Infine, il quarto fastidioso pensiero era quel guanto di pelle bianca che un aviatore crucco aveva lanciato sulla base pochi giorni prima, dopo aver lasciato cadere una corona di fiori per commemorare il povero Gigi.

Baracca se l'era messo nella tasca interna del giaccone di volo, e se lo portava sempre con sé, in aria. Non sapeva perché ma ogni volta che decollava controllava che quel maledetto guanto fosse lì.

Era un insulto. Un insulto a lui e, soprattutto, alla memoria di Olivari. Che i crucchi avessero sfruttato una missione di commemorazione – un'azione degna del massimo onore – per lanciare una sfida era una cosa inaudita. La frase era stata scritta a penna sul dorso del guanto, con una grafia ordinata e piena di ghirigori. Era in tedesco, ed era breve e diretta. Baracca era riuscito a tradurla ma, non volendo credere i nemici fossero arrivati a tanto, aveva cercato conferma rivolgendosi ai colleghi che parlavano il tedesco meglio di lui, come il triestino Giuliano Parvis che era da poco arrivato nella squadriglia. "Baracca, ti ucciderò. RSS" diceva.
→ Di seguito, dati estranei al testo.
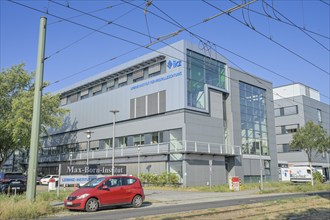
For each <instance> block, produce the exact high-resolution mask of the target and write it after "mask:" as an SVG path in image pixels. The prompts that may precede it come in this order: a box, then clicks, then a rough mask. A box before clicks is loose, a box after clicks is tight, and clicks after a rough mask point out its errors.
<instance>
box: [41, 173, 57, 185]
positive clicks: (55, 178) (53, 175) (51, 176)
mask: <svg viewBox="0 0 330 220" xmlns="http://www.w3.org/2000/svg"><path fill="white" fill-rule="evenodd" d="M50 179H55V181H58V175H47V176H44V177H42V178H41V179H40V181H39V183H40V184H42V185H48V183H49V180H50Z"/></svg>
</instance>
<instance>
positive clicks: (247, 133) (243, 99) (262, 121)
mask: <svg viewBox="0 0 330 220" xmlns="http://www.w3.org/2000/svg"><path fill="white" fill-rule="evenodd" d="M239 88H240V109H241V131H242V153H243V154H257V155H259V154H260V146H261V154H262V155H269V148H268V131H267V117H266V116H267V113H266V90H264V89H261V88H258V87H255V86H252V85H249V84H246V83H243V82H240V83H239Z"/></svg>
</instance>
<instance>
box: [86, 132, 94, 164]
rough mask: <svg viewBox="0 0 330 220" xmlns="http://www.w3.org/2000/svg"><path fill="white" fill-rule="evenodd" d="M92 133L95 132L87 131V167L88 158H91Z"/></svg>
mask: <svg viewBox="0 0 330 220" xmlns="http://www.w3.org/2000/svg"><path fill="white" fill-rule="evenodd" d="M92 133H94V132H92V131H90V130H87V131H85V134H86V137H87V165H88V157H89V147H90V146H89V144H90V141H89V140H90V139H91V137H92Z"/></svg>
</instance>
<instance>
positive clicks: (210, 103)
mask: <svg viewBox="0 0 330 220" xmlns="http://www.w3.org/2000/svg"><path fill="white" fill-rule="evenodd" d="M210 105H211V107H210V115H211V117H214V118H219V119H223V103H222V92H216V91H212V90H211V91H210Z"/></svg>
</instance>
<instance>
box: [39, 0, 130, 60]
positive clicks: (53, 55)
mask: <svg viewBox="0 0 330 220" xmlns="http://www.w3.org/2000/svg"><path fill="white" fill-rule="evenodd" d="M48 2H52V3H55V4H58V5H61V6H63V7H66V8H71V9H72V7H70V6H69V5H63V4H60V3H58V2H54V1H52V0H49V1H48ZM121 4H124V3H120V4H117V5H116V6H118V5H121ZM107 8H109V6H108V7H107ZM133 10H135V9H132V10H129V11H127V12H125V13H124V14H122V15H120V16H118V17H116V18H115V19H114V20H113V21H112V22H114V21H116V20H118V19H120V18H122V17H124V16H126V15H127V14H128V13H130V12H131V11H133ZM77 11H78V10H77ZM96 11H99V10H96ZM86 14H90V13H86V12H82V13H81V14H80V15H79V16H82V15H86ZM71 18H72V17H71ZM71 18H69V19H68V18H67V19H68V20H70V19H71ZM61 21H63V19H62V20H61ZM107 25H109V22H108V21H106V24H105V25H102V26H100V27H99V28H96V30H98V31H100V30H102V29H103V28H104V27H106V26H107ZM96 32H97V31H94V30H93V31H91V32H89V33H88V34H86V35H84V36H82V37H81V38H79V39H77V40H75V41H73V42H71V43H70V44H68V45H66V46H64V47H63V48H61V49H59V50H57V51H55V52H53V53H52V54H50V55H49V56H46V58H45V60H46V59H49V58H51V57H52V56H54V55H56V54H59V53H60V52H62V51H64V50H66V49H68V48H70V47H71V46H73V45H75V44H76V43H78V42H80V41H82V40H84V39H85V38H87V37H89V36H91V35H92V34H94V33H96Z"/></svg>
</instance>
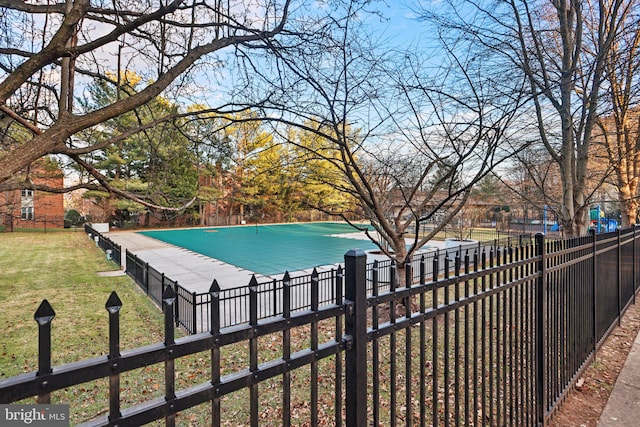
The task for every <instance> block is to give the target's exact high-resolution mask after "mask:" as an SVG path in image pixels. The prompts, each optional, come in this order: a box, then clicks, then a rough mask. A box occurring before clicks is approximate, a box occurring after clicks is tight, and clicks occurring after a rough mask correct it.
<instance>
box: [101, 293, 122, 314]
mask: <svg viewBox="0 0 640 427" xmlns="http://www.w3.org/2000/svg"><path fill="white" fill-rule="evenodd" d="M104 308H106V309H107V311H108V312H109V313H112V314H114V313H117V312H119V311H120V309H121V308H122V301H120V298H119V297H118V294H117V293H116V291H111V295H109V299H108V300H107V303H106V304H105V305H104Z"/></svg>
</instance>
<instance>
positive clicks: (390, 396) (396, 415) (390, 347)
mask: <svg viewBox="0 0 640 427" xmlns="http://www.w3.org/2000/svg"><path fill="white" fill-rule="evenodd" d="M389 286H390V287H389V292H391V293H392V294H394V298H393V299H392V300H391V301H389V321H390V322H391V323H392V324H394V323H396V306H397V301H396V299H395V292H396V286H397V277H396V263H395V261H391V269H390V270H389ZM397 339H398V337H397V335H396V331H394V332H392V333H391V335H389V383H390V384H389V386H390V394H391V395H390V396H389V400H390V403H389V418H390V419H389V425H390V426H392V427H394V426H395V425H396V417H397V406H398V405H397V402H398V401H397V398H398V372H397V364H396V361H397V359H396V354H397V350H396V344H397Z"/></svg>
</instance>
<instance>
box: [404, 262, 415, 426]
mask: <svg viewBox="0 0 640 427" xmlns="http://www.w3.org/2000/svg"><path fill="white" fill-rule="evenodd" d="M404 265H405V282H404V283H405V286H406V287H407V288H411V285H412V281H413V273H412V268H411V259H410V258H409V257H407V261H406V262H405V264H404ZM412 312H413V297H411V296H407V297H406V298H405V299H404V315H405V318H406V319H409V318H411V315H412ZM411 329H412V326H411V325H409V326H408V327H406V328H405V336H404V343H405V347H404V348H405V359H404V360H405V364H404V370H405V371H404V380H405V391H404V392H405V408H406V415H405V420H406V424H407V427H409V426H411V423H412V422H413V405H412V404H411V400H412V399H411V398H412V393H411V383H412V380H413V378H412V375H411V372H412V363H411V362H412V359H413V357H412V352H411V345H412V341H411V340H412V334H411Z"/></svg>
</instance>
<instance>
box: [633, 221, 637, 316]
mask: <svg viewBox="0 0 640 427" xmlns="http://www.w3.org/2000/svg"><path fill="white" fill-rule="evenodd" d="M637 228H638V224H633V256H632V257H631V259H632V262H631V265H632V266H633V267H632V268H633V270H632V272H631V274H632V277H633V280H632V283H633V305H636V229H637Z"/></svg>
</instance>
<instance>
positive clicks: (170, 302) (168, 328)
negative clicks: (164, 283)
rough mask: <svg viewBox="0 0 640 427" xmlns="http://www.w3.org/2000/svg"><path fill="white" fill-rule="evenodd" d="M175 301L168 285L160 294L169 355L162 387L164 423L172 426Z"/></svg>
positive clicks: (174, 409)
mask: <svg viewBox="0 0 640 427" xmlns="http://www.w3.org/2000/svg"><path fill="white" fill-rule="evenodd" d="M175 302H176V294H175V292H173V288H171V286H168V287H167V288H166V289H165V291H164V293H163V294H162V308H163V311H164V345H165V347H166V351H167V355H168V356H169V357H168V358H167V360H166V361H165V362H164V387H165V397H164V398H165V400H166V401H167V403H168V414H167V416H166V417H165V425H166V426H167V427H173V426H175V424H176V414H175V412H174V410H175V405H174V404H173V403H171V402H172V401H173V400H175V398H176V384H175V381H176V375H175V359H174V358H173V345H174V344H175V329H174V326H173V305H174V304H175Z"/></svg>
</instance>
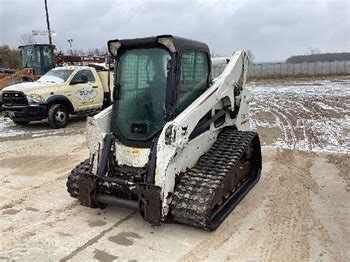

Il pilota che aveva lanciato la corona di fiori era di certo Brumowski. Il suo aereo rosso con l'insegna della Morte era inconfondibile. Ma Baracca era convinto che lui non avrebbe mai compiuto una bassezza del genere. E poi il soldato Rosato, che aveva assistito alla scena, garantiva che non era stato il caccia rosso a lasciar cadere il guanto, bensì un aereo pilotato in maniera più incerta.

RSS. Forse erano le iniziali di chi aveva lanciato la sfida. O forse potevano significare qualcosa d'altro, ma su questo Parvis non era stato in grado di fornire alcun aiuto.

Baracca cercò di liberarsi la mente da almeno tre dei quattro pensieri negativi: guanto, offensiva nemica e maltempo. Doveva concentrarsi sul suo SPAD XIII, e imparare in fretta a sfruttare a proprio vantaggio le differenze del nuovo velivolo. Regolò di nuovo l'assetto per far salire l'aereo: doveva recuperare quota.